Netflix publishes daily and weekly Top 10 lists that capture the most-watched titles in a given territory; markets like this use those lists as the resolution standard. Historically, rankings shift based on new drops, returning seasons, broad marketing campaigns, and competing releases across streaming platforms. Because the market has ten outcomes, only the listed titles are eligible to be resolved as #2 for the week covered by the market.
Prediction market prices indicate collective market opinion about which listed title will occupy the #2 slot; interpret prices as the market's best guess at the time, which can change as new information arrives.
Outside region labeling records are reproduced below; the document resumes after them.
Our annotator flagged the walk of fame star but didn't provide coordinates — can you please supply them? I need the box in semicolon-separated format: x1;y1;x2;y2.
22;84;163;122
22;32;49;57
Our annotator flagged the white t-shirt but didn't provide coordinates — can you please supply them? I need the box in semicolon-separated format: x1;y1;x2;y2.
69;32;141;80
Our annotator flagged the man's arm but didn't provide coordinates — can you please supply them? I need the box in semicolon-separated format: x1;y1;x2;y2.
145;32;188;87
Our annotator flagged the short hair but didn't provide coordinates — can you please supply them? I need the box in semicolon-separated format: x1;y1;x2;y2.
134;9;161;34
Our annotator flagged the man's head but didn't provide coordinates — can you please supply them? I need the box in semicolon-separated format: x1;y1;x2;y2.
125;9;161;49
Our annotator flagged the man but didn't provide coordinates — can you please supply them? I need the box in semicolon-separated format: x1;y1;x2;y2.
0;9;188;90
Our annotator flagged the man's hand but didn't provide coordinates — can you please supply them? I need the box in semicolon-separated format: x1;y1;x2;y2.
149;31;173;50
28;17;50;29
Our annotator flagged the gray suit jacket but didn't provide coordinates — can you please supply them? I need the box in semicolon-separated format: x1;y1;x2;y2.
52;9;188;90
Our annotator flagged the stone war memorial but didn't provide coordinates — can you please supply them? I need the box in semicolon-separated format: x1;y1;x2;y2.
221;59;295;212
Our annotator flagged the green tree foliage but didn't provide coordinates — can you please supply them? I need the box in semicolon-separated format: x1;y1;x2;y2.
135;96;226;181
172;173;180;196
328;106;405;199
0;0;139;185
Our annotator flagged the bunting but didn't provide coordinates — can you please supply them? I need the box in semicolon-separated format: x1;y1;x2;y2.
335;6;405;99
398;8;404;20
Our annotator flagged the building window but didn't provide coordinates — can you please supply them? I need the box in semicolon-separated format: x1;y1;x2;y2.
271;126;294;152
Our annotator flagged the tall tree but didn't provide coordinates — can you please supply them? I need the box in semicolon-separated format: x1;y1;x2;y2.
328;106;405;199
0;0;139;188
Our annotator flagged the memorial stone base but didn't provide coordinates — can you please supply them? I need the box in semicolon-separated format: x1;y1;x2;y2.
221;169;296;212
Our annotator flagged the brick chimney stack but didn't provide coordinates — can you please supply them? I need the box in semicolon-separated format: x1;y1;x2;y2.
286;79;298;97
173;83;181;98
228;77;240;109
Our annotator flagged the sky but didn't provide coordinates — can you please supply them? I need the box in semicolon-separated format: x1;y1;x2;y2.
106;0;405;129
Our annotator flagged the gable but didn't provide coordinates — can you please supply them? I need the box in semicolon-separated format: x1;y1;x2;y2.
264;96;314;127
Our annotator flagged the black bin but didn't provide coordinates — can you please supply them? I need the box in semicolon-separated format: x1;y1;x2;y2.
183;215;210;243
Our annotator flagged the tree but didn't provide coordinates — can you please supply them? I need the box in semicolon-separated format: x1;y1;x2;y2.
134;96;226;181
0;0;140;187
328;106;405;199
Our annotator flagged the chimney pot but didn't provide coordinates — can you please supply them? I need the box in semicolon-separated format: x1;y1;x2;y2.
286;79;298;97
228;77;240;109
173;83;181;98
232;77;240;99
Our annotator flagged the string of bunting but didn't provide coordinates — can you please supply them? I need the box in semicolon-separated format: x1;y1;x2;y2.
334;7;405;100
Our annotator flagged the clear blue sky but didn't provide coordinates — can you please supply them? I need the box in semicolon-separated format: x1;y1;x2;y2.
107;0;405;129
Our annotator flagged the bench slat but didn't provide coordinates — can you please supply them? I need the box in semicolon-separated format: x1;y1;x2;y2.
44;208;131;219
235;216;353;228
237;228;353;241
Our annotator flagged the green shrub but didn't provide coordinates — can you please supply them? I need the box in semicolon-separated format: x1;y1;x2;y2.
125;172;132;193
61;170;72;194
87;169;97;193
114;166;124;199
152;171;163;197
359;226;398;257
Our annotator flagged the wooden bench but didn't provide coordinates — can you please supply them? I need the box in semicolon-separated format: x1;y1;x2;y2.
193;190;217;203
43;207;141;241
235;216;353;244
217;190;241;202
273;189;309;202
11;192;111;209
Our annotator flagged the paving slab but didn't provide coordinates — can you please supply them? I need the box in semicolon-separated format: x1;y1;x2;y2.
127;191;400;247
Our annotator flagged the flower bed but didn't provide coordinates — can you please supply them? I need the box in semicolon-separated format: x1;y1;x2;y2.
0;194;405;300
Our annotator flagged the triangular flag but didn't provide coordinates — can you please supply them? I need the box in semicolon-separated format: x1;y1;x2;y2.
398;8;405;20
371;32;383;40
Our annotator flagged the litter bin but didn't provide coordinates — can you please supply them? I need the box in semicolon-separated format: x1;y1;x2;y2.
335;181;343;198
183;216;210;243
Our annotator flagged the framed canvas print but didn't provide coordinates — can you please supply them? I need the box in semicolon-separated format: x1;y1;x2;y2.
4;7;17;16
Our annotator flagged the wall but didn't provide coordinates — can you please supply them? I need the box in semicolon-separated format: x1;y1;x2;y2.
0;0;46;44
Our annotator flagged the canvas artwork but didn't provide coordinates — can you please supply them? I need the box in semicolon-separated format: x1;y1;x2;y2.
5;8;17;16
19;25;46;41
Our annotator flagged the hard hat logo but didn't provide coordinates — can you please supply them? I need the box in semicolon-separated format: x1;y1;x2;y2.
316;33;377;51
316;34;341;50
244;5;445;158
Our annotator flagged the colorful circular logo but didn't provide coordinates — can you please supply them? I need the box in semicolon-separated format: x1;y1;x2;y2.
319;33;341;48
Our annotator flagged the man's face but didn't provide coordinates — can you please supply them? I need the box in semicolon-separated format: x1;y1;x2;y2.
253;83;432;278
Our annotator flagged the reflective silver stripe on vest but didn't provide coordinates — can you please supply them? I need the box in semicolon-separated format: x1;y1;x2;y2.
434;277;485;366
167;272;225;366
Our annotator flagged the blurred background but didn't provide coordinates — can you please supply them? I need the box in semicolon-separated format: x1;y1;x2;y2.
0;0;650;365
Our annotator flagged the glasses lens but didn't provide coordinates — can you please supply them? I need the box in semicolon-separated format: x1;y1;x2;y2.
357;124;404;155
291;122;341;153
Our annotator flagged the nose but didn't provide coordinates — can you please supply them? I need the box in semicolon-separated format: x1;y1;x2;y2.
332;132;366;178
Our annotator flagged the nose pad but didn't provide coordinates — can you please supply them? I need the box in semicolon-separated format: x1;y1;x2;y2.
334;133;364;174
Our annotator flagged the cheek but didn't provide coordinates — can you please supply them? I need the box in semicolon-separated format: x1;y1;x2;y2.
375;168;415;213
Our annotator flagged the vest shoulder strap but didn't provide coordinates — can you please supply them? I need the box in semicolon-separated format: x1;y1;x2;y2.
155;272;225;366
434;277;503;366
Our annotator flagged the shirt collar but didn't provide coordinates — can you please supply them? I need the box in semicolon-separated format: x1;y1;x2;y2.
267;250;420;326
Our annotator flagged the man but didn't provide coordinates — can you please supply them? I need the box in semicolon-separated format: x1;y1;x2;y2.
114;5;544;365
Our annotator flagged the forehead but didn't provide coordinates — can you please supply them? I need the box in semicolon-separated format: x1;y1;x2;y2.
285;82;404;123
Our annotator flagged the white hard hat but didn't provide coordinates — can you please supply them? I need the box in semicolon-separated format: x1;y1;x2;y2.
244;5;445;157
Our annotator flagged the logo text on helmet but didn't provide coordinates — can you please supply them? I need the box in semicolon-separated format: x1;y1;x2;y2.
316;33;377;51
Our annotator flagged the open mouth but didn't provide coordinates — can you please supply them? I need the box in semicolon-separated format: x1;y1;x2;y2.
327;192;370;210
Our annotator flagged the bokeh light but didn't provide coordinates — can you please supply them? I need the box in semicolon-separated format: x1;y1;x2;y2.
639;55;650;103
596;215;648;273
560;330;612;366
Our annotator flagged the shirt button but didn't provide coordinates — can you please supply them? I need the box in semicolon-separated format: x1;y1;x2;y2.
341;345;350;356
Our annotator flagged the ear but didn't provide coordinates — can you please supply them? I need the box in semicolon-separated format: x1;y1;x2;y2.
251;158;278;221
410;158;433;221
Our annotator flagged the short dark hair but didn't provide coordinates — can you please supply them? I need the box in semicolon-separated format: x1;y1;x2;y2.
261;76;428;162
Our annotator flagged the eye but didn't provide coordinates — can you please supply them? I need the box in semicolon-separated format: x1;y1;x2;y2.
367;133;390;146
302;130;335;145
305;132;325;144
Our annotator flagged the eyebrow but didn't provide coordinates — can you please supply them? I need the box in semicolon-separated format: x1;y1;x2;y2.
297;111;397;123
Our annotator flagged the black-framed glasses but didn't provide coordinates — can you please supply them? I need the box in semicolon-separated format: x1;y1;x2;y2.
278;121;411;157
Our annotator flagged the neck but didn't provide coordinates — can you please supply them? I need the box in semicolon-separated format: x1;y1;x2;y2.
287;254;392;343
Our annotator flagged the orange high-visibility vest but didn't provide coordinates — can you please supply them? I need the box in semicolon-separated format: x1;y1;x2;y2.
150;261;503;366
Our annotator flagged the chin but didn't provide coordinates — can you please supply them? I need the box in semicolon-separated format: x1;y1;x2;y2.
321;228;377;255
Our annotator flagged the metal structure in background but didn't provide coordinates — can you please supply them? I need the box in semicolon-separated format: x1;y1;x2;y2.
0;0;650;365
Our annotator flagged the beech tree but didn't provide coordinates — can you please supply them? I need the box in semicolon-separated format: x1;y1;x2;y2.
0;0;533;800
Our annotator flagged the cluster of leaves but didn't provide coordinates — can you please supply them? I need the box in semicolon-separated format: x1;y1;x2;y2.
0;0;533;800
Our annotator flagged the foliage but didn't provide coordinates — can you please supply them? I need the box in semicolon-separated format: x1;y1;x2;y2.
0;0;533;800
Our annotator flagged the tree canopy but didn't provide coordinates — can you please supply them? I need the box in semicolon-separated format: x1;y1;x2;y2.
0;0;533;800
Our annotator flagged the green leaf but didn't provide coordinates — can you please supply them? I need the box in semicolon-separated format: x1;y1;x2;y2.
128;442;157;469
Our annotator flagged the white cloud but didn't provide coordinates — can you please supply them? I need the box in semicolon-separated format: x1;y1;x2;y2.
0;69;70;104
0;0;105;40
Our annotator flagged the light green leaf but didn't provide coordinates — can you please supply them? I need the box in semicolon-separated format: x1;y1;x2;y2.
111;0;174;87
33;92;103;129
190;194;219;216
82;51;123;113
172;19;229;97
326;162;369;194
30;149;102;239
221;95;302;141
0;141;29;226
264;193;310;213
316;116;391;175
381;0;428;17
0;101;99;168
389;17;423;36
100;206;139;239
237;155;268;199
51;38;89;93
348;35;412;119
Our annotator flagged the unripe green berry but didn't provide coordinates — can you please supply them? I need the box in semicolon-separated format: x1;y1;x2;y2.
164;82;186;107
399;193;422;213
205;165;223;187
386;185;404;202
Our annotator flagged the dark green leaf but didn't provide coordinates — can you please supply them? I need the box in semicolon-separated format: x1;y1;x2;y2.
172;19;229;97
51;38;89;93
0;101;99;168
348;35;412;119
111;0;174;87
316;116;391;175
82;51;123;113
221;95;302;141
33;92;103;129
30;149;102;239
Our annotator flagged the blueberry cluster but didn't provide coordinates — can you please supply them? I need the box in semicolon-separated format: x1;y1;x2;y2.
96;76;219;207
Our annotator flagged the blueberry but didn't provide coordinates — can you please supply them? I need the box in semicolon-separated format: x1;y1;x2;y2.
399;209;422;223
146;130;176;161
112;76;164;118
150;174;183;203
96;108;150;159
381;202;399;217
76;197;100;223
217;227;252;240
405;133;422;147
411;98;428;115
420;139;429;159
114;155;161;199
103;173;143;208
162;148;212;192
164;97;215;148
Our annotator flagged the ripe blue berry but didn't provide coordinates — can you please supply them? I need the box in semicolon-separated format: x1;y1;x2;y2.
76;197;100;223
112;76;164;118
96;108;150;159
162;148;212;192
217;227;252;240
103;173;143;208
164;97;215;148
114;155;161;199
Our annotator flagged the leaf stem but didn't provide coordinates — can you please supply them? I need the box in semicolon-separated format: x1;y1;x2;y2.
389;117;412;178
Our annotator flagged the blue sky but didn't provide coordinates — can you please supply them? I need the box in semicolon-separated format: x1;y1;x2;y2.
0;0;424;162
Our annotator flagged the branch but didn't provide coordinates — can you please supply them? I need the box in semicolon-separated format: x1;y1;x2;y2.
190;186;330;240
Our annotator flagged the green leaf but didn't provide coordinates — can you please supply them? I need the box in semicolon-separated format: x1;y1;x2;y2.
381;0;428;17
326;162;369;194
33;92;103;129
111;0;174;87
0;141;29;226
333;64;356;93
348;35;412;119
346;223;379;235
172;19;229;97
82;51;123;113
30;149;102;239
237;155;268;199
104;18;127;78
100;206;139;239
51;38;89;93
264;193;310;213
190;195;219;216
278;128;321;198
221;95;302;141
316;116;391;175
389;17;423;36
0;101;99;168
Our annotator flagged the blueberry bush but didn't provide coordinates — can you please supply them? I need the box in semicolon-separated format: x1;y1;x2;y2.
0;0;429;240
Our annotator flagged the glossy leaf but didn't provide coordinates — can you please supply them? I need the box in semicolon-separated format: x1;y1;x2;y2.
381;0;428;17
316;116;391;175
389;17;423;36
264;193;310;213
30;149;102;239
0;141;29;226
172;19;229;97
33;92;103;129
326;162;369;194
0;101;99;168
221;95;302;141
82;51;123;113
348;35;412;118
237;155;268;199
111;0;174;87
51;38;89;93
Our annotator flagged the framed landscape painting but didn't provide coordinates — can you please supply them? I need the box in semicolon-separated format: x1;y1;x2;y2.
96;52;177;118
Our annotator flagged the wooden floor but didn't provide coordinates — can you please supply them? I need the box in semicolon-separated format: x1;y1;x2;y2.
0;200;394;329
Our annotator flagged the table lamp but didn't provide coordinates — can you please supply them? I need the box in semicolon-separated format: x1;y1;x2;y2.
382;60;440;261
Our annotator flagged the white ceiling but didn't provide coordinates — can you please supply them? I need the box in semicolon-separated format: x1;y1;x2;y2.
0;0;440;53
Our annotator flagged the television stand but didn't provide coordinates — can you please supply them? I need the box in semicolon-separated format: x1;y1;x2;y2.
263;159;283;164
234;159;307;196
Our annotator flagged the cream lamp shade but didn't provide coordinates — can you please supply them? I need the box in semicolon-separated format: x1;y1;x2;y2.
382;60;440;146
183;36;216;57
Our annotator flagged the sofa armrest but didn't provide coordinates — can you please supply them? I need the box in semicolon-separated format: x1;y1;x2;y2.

For final resolution, rely on the market's stated data source and settlement rules rather than short-term price fluctuations.
It measures which specific title among the market's listed outcomes occupies the #2 spot on Netflix's US weekly Top 10 list for the week covered by the market, according to the resolver named in the market rules.
The market resolves based on the weekly reporting period used by the authoritative source specified in the market rules; check the market details for the exact start and end dates or the resolver's definition of the weekly window.
If the #2 title on the authoritative weekly list is not one of the market's listed outcomes, resolution follows the market's contingency and settlement rules—typically documented on the market page—so consult those rules for how such cases are handled.
Yes; older titles can climb into high weekly ranks if they receive renewed attention from marketing, a viral moment, a new season announcement, or placement on Netflix’s editorial panels that increases viewing in the measured week.
The market's resolution clause names the authoritative source (for example, Netflix’s official US weekly Top 10 as published or another specified tracker); always refer to that clause to know which publication will be used to settle the market.